11 Dec 2025 09:58:10,890 ERROR: Path to parent not allowed: ../../../../../../../exacloud/gscratch/prime-seq/workDir/10f37793-b6a1-103e-82cb-f619086abb6f/SequenceA.work/adapters.fasta
java.nio.file.InvalidPathException: Path to parent not allowed: ../../../../../../../exacloud/gscratch/prime-seq/workDir/10f37793-b6a1-103e-82cb-f619086abb6f/SequenceA.work/adapters.fasta
    at org.labkey.api.exp.AbstractFileXarSource.canonicalizeDataFileURL(AbstractFileXarSource.java:126)
    at org.labkey.api.exp.XarSource.getCanonicalDataFileURL(XarSource.java:116)
    at org.labkey.experiment.xar.AutoFileLSIDReplacer.getReplacement(AutoFileLSIDReplacer.java:64)
    at org.labkey.api.exp.xar.Replacer$CompoundReplacer.getReplacement(Replacer.java:48)
    at org.labkey.api.exp.xar.LsidUtils.doReplacements(LsidUtils.java:154)
    at org.labkey.api.exp.xar.LsidUtils.resolveStringFromTemplate(LsidUtils.java:131)
    at org.labkey.api.exp.xar.LsidUtils.resolveLsidFromTemplate(LsidUtils.java:95)
    at org.labkey.api.exp.xar.LsidUtils.resolveLsidFromTemplate(LsidUtils.java:206)
    at org.labkey.experiment.api.ExperimentServiceImpl.createData(ExperimentServiceImpl.java:793)
    at org.labkey.experiment.api.ExperimentServiceImpl.createData(ExperimentServiceImpl.java:327)
    at org.labkey.experiment.pipeline.ExpGeneratorHelper.addData(ExpGeneratorHelper.java:112)
    at org.labkey.experiment.pipeline.ExpGeneratorHelper.addData(ExpGeneratorHelper.java:87)
    at org.labkey.experiment.pipeline.ExpGeneratorHelper._insertRun(ExpGeneratorHelper.java:420)
    at org.labkey.experiment.pipeline.ExpGeneratorHelper.insertRun(ExpGeneratorHelper.java:265)

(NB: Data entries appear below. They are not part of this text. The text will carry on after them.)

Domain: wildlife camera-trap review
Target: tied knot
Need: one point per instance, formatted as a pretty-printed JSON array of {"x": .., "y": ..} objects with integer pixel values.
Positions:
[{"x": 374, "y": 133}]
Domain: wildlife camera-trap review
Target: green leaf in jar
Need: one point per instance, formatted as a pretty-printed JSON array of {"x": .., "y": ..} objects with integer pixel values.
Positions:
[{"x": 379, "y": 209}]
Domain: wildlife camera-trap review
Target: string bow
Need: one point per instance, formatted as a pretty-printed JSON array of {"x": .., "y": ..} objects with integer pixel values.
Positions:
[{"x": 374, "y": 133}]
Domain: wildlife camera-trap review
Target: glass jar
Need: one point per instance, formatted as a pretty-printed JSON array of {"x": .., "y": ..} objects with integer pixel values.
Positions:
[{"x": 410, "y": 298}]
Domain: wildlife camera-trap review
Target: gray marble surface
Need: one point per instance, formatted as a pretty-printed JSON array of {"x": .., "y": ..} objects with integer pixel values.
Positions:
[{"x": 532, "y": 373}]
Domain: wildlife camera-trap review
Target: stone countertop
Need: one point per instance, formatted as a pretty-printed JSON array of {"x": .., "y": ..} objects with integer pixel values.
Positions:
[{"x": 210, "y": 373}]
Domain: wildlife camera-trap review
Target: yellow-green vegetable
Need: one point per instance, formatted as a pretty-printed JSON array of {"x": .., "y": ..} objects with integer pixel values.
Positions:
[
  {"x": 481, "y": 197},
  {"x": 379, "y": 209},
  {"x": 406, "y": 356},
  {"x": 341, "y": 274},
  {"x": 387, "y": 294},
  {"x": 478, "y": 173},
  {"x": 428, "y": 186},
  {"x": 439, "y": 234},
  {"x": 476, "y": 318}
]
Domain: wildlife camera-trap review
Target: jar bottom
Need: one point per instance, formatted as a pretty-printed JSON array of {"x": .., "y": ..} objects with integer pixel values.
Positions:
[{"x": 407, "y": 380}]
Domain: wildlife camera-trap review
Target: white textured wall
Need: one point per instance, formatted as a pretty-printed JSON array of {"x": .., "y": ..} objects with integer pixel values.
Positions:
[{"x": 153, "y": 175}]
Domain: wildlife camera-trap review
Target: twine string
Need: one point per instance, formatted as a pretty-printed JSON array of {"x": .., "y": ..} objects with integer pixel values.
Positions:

    at org.labkey.experiment.pipeline.ExpGeneratorHelper.insertRun(ExpGeneratorHelper.java:186)
    at org.labkey.experiment.pipeline.XarGeneratorTask.run(XarGeneratorTask.java:173)
    at org.labkey.api.pipeline.PipelineJob.runActiveTask(PipelineJob.java:831)
    at org.labkey.api.pipeline.PipelineJob.run(PipelineJob.java:1079)
    at org.labkey.pipeline.mule.PipelineJobRunner.run(PipelineJobRunner.java:40)
    at java.base/jdk.internal.reflect.NativeMethodAccessorImpl.invoke0(Native Method)
    at java.base/jdk.internal.reflect.NativeMethodAccessorImpl.invoke(NativeMethodAccessorImpl.java:77)
    at java.base/jdk.internal.reflect.DelegatingMethodAccessorImpl.invoke(DelegatingMethodAccessorImpl.java:43)
    at java.base/java.lang.reflect.Method.invoke(Method.java:568)
    at org.mule.impl.model.resolvers.DynamicEntryPoint.invokeMethod(DynamicEntryPoint.java:312)
    at org.mule.impl.model.resolvers.DynamicEntryPoint.invoke(DynamicEntryPoint.java:259)
    at org.mule.impl.DefaultLifecycleAdapter.intercept(DefaultLifecycleAdapter.java:193)
    at org.mule.impl.InterceptorsInvoker.execute(InterceptorsInvoker.java:47)
    at org.mule.impl.model.DefaultMuleProxy.run(DefaultMuleProxy.java:470)
    at org.mule.impl.work.WorkerContext.run(WorkerContext.java:310)
    at edu.emory.mathcs.backport.java.util.concurrent.ThreadPoolExecutor$CallerRunsPolicy.rejectedExecution(ThreadPoolExecutor.java:1486)
    at edu.emory.mathcs.backport.java.util.concurrent.ThreadPoolExecutor.reject(ThreadPoolExecutor.java:391)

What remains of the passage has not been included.